Qu’est-ce qu’AgriCare 53 ?

C’est un dispositif de prévention porté par le Centre hospitalier de Laval et destiné aux agriculteurs de la Mayenne. Il a été mis en place à la fin de 2024, en partenariat avec la MSA et la chambre d’agriculture. À ma connaissance, il est unique en France. AgriCare 53 prend la forme d’une journée d’hospitalisation consacrée à un bilan de santé. C’est très complet, avec des consultations de santé universelle (mesure de la pression artérielle, examen clinique, bilan sanguin, examen d’urines, consultation ophtalmologique, dermatologique, gynécologique, bilan dentaire avec imagerie et mise à jour du carnet vaccinal), et des consultations ciblées à partir d’un questionnaire préalable.

Comment accède-t-on à ce dispositif ?

Par son médecin traitant (les généralistes mayennais ont été informés de notre démarche) ou sur invitation de la MSA. Pour l’instant, celle-ci repère les bénéficiaires en croisant des données personnelles, en regardant depuis combien de temps elle n’a pas activé de remboursement pour tel ou tel assuré, et des données territoriales. On sait en effet que certains territoires sont moins pourvus en professionnels de santé que d’autres. Depuis le mois de novembre, l’hôpital a organisé quatre journées AgriCare 53 et trois autres sont prévues en mai et juin. À cette date, une quarantaine d’agriculteurs auront bénéficié du dispositif.

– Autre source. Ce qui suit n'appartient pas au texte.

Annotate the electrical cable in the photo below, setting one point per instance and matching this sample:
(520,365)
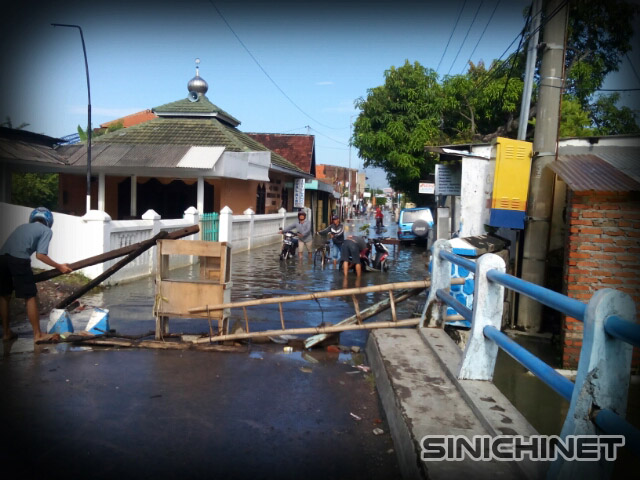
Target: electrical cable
(452,31)
(481,35)
(265,72)
(466,35)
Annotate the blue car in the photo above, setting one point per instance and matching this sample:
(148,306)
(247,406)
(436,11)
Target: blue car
(421,217)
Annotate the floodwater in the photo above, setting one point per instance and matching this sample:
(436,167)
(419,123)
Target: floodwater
(259,273)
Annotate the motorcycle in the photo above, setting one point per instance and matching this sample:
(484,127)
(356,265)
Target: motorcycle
(379,262)
(289,245)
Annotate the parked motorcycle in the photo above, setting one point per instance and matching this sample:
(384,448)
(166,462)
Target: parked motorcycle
(379,262)
(289,245)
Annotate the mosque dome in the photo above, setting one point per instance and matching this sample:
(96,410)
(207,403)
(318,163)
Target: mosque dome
(198,84)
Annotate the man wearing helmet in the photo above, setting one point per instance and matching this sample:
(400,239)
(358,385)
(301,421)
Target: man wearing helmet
(336,230)
(303,229)
(15,269)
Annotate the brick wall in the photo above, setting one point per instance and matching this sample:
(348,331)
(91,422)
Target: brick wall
(602,251)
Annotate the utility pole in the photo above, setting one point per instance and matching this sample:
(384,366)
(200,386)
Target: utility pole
(539,205)
(532,47)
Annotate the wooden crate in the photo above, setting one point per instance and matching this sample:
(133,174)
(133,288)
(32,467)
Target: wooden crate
(175,296)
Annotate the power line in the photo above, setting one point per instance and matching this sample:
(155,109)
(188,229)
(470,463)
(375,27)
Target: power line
(448,41)
(465,37)
(265,72)
(481,35)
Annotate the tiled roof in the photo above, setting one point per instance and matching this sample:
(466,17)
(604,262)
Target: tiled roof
(201,107)
(591,172)
(298,149)
(190,132)
(130,120)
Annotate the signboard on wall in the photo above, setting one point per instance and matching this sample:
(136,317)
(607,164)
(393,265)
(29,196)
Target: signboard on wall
(426,187)
(298,193)
(448,180)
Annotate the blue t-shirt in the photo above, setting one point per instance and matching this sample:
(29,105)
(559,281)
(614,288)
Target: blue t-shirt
(26,239)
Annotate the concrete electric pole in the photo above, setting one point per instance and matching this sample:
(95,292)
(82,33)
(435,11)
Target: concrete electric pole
(539,205)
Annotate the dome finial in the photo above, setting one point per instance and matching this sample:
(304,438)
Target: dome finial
(198,84)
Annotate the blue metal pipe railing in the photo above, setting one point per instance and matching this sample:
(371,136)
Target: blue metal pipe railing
(540,369)
(453,303)
(463,262)
(613,424)
(623,330)
(569,306)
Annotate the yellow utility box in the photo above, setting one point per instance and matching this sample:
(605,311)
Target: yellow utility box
(175,295)
(510,183)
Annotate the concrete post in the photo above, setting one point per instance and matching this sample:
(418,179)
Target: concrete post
(434,309)
(536,234)
(200,195)
(480,354)
(133,208)
(97,231)
(602,380)
(251,214)
(101,191)
(155,218)
(225,225)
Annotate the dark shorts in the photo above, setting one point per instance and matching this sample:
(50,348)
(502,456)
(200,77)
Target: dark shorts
(350,249)
(16,274)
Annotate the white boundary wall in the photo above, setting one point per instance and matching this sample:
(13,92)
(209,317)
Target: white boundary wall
(77,238)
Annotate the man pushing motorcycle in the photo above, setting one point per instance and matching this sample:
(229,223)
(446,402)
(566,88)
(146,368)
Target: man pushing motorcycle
(303,229)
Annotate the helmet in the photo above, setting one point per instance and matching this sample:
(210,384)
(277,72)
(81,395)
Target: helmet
(43,215)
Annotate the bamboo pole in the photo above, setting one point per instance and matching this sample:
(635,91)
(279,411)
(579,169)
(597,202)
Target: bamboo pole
(312,330)
(119,252)
(367,313)
(143,247)
(392,303)
(356,307)
(327,294)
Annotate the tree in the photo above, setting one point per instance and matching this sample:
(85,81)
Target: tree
(396,122)
(35,189)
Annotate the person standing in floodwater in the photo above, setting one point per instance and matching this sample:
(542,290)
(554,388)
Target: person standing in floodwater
(16,274)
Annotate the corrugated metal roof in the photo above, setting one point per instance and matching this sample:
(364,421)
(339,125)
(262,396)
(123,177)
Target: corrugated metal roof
(590,172)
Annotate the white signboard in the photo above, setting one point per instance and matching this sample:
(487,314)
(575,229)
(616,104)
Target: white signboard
(448,180)
(298,193)
(426,187)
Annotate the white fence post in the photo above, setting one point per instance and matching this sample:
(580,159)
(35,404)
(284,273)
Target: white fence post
(251,214)
(602,380)
(479,359)
(97,232)
(155,218)
(225,225)
(434,309)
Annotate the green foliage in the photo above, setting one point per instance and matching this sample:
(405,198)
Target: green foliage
(35,189)
(100,131)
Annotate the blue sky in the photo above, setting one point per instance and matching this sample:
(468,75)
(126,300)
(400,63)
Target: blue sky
(322,54)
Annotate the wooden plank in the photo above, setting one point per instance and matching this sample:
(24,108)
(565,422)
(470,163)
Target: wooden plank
(411,322)
(174,298)
(327,294)
(105,257)
(77,293)
(191,247)
(392,304)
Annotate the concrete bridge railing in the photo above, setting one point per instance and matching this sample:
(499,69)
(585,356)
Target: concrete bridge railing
(598,399)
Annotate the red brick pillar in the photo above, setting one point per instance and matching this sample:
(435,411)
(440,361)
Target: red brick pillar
(602,251)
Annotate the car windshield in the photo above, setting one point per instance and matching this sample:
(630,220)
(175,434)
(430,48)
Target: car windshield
(410,216)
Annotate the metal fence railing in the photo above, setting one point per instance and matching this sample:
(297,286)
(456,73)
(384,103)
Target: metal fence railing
(598,399)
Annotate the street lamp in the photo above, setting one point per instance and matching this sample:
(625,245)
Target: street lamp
(86,67)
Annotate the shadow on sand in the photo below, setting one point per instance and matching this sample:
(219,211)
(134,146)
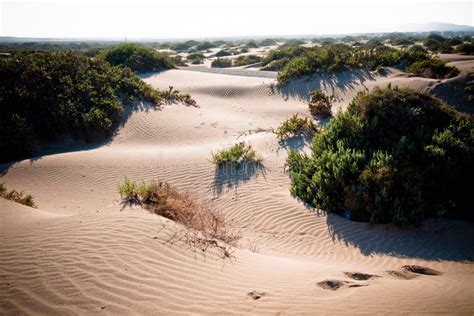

AgriCare 53 est en place depuis quelques mois. Quels sont les premiers éléments de bilan ?

Cet hiver, nous avons reçu vingt-deux personnes, femmes et hommes à parts égales. Le plus jeune bénéficiaire avait 25 ans. La moyenne est de 54 ans. Je peux déjà dire qu’on a refait beaucoup de vaccins. Je n’ai pratiquement pas vu un seul carnet vaccinal à jour. La plupart des personnes présentaient également des douleurs musculosquelettiques. Deux d’entre elles avaient besoin d’être opérées dans un délai proche.

Ce premier bilan semble montrer des retards de soins. Comment les expliquez-vous, vous qui, fille et petite-fille d’agriculteurs, connaissez le milieu agricole de l’intérieur ?

Je ne pense pas que la population agricole soit réticente aux soins, pas plus qu’une autre en tout cas. Par contre, elle est loin des soins. Ceci est plutôt lié à l’histoire, à l’organisation de notre système de santé français. Par ailleurs, elle a des contraintes spécifiques de disponibilité (c’est très vrai pour les éleveurs laitiers), de saisonnalité, d’imprévus, etc. AgriCare 53 les prend en compte.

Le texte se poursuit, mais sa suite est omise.